Evidemment, l'émir se sentait suffisamment au-dessus des lois pour porter la balise personnelle. Le plat de son électroencéphalogramme ne put être détecté et aucune alarme ne fut déclenchée.

— Ceux-là n'ont pas la carrure de vengeur, fit Katsutoshi, en examinant le chétif Vietnamien et le frêle Malais, les voisins de l'émir.

— Quel profil donnez-vous à nos ou notre tueur? interrogea Nic.

— J'éviterais toute hypothèse hasardeuse. Mais, à mon avis, nous n'avons à faire qu'à un solitaire. En tout cas, un homme qui connaît bien le vaisseau.

— Agnon?

— Non, je ne le sens pas comme le coupable idéal. Peut-être comme complice, oui. D'ailleurs je suis presque sûr que l'assassin n'est ni un astronaute, ni un scientifique. Ces meurtres sont exécutés par un professionnel. Ce dernier doit avoir une couverture légère comme celle d'un artisan et un entraînement de militaire. En revanche, il n'est pas impossible que quelqu'un du Livingstone l'informe sur ses victimes.

— Pourtant, le blanchisseur faisait partie de ceux qui voulaient perpétuer l'extermination juive, et l'émir avait contribué activement à l'annexion d'Israël dans la nouvelle Mésopotamie. De plus, Agnon est l'homme qui a le plus facilement accès aux informations personnelles de l'équipage. J'ai l'intention d'aller le voir tout de suite, le module H6 est juste à côté. Prévenez Stella et mettez-moi sur écoute. J'irai seul.

Sur le pas de la porte, Nic se retourna soudain, et s'adressant au décorateur, demanda: "Au fait, est-ce vous l'auteur de la décoration de la chambre de l'émir?"

— Oui, chef! (Tiens! ici, c'est comme cela qu'on devait appeler l'émir. Vraisemblablement des gens habitués à la servitude et aux mauvais traitements, à en juger par leur apparence de chien battus.)

— Beau travail! Vous avez du goût et du talent.

— Je ne suis pas seul, mon très cher ami le peintre, m'est d'une grande aide et ses talents sont dignes d'éloges aussi.

— Je m'en réjouis d'autant plus que je constate qu'il n'y aura pas que des ennemis assassins à bord de mon vaisseau. Vous devriez à l'occasion faire un saut dans le milanaute maître. Cela vous plairait peut-être d'y apporter quelque aménagement.

— Nous sommes très reconnaissants de votre estimable offre, et quand devons nous y aller?

— Ce soir, au changement d'équipe?

— Nous y serons.

— Je présume qu'aucun astronaute n'a eu l'idée de vous rendre visite jusqu'à présent. Ceci doit être une bonne opportunité pour vous.

— Oh, mais nous avons déjà une future cliente de chez vous.

— Ah?

— Le chef médecin semble beaucoup apprécier notre travail et nous attendons avec impatience qu'elle daigne nous appeler.

Nic plongea son regard dans celui du Japonais qui restait imperméable. "Non! pas elle! Pas une complice!", pensa-t-il, en quittant la pièce.

Un frisson lui traversa l'échine.

La grippe. "La grippe! et si c'était… Non! ce n'est pas possible."

Il fallait en avoir le coeur net. Nic accéléra le pas, la gravitation le permettant de plus en plus.

Nic se demanda quels genres d'habitations, il y trouverait dans le module H6, qui donnait directement au bout du couloir sur la droite à cent vingt degrés. Celle qu'il venait de voir, était si luxueusement décorée qu'il eut soudain l'impression d'être un Commodore de paquebot de luxe. Pourtant, il ne voyait pas l'émir vivre dans ces studios qui remplaçaient sur Terre tous les appartements. Les villas étaient devenues rarissimes, remplacées par des immeubles peu élevés, rarement plus de cinq étages.
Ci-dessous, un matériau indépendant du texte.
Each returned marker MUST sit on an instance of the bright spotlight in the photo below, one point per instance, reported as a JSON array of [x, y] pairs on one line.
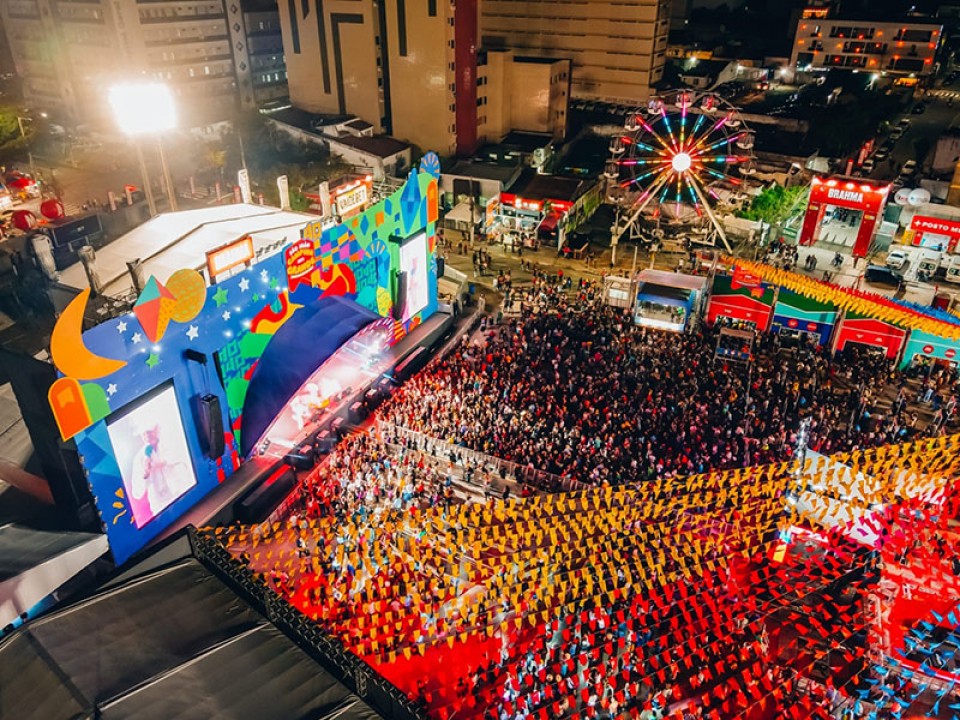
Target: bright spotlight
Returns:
[[143, 108]]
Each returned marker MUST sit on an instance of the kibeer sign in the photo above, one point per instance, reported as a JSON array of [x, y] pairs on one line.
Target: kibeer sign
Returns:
[[846, 193]]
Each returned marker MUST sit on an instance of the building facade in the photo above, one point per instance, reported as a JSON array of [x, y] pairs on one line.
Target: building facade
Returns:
[[897, 49], [69, 53], [530, 94], [617, 47]]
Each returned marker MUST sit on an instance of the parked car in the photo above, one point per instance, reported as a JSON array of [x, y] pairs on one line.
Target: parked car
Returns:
[[883, 276], [897, 259]]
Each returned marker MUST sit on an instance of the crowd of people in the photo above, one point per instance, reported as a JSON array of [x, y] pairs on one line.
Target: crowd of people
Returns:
[[576, 389]]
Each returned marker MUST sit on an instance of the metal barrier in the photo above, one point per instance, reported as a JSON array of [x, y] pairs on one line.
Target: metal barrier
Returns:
[[361, 679], [526, 474]]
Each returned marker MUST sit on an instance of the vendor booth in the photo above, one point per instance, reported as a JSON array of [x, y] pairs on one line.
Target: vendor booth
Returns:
[[859, 329], [740, 299], [925, 348], [802, 317], [167, 403], [668, 301]]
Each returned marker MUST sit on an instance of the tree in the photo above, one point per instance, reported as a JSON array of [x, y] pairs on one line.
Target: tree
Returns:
[[12, 142], [774, 204]]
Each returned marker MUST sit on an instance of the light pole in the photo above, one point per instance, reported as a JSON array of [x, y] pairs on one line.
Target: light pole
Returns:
[[146, 108], [23, 134]]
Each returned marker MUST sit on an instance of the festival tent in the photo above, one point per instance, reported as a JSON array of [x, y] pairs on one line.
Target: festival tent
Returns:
[[866, 330], [927, 345], [175, 642], [794, 311], [731, 300]]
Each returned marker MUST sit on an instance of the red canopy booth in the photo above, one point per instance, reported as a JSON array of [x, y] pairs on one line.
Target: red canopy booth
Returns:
[[854, 194], [865, 330]]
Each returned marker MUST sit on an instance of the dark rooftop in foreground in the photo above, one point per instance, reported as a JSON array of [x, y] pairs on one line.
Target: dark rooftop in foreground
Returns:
[[173, 643], [485, 171], [533, 186], [382, 146]]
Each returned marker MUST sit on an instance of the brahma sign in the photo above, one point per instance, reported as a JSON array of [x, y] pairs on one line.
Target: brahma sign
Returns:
[[841, 192]]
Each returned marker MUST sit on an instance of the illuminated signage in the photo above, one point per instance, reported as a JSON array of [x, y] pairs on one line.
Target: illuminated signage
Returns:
[[847, 195], [352, 199], [227, 257], [299, 260], [923, 223]]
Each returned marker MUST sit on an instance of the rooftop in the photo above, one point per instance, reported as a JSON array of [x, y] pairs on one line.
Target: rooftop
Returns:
[[307, 120], [359, 124], [705, 68], [533, 186], [171, 241], [382, 146], [484, 171], [527, 142]]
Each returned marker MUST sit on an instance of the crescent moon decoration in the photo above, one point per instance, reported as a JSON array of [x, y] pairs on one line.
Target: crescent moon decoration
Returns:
[[68, 351]]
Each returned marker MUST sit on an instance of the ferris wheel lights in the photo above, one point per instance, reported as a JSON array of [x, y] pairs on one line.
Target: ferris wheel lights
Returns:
[[681, 162]]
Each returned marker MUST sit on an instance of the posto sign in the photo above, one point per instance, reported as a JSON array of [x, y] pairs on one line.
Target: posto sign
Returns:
[[842, 192], [923, 224]]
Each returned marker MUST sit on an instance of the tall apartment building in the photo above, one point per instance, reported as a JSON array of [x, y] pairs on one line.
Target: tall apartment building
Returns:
[[903, 49], [514, 92], [408, 68], [618, 47], [68, 53]]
Chaque personne adulte ou non, avait droit d'habiter un seul studio par ville. S'il partageait sa vie avec d'autre, il avait la possibilité d'occuper un studio supplémentaire pour la vie commune. Mais, c'était si cher, que la majorité préférait la cantine et le salon de l'immeuble. En fait, presque plus rien ne distinguait ces habitations des hôtels ou des cités d'étudiants et de travailleurs délocalisés. Rien, si ce n'était le mobilier et les dimensions de la pièce. Pour beaucoup de voyageurs du Livingstone, les chambres de vaisseau semblaient même plus spacieuses que leur dernier domicile sur la planète.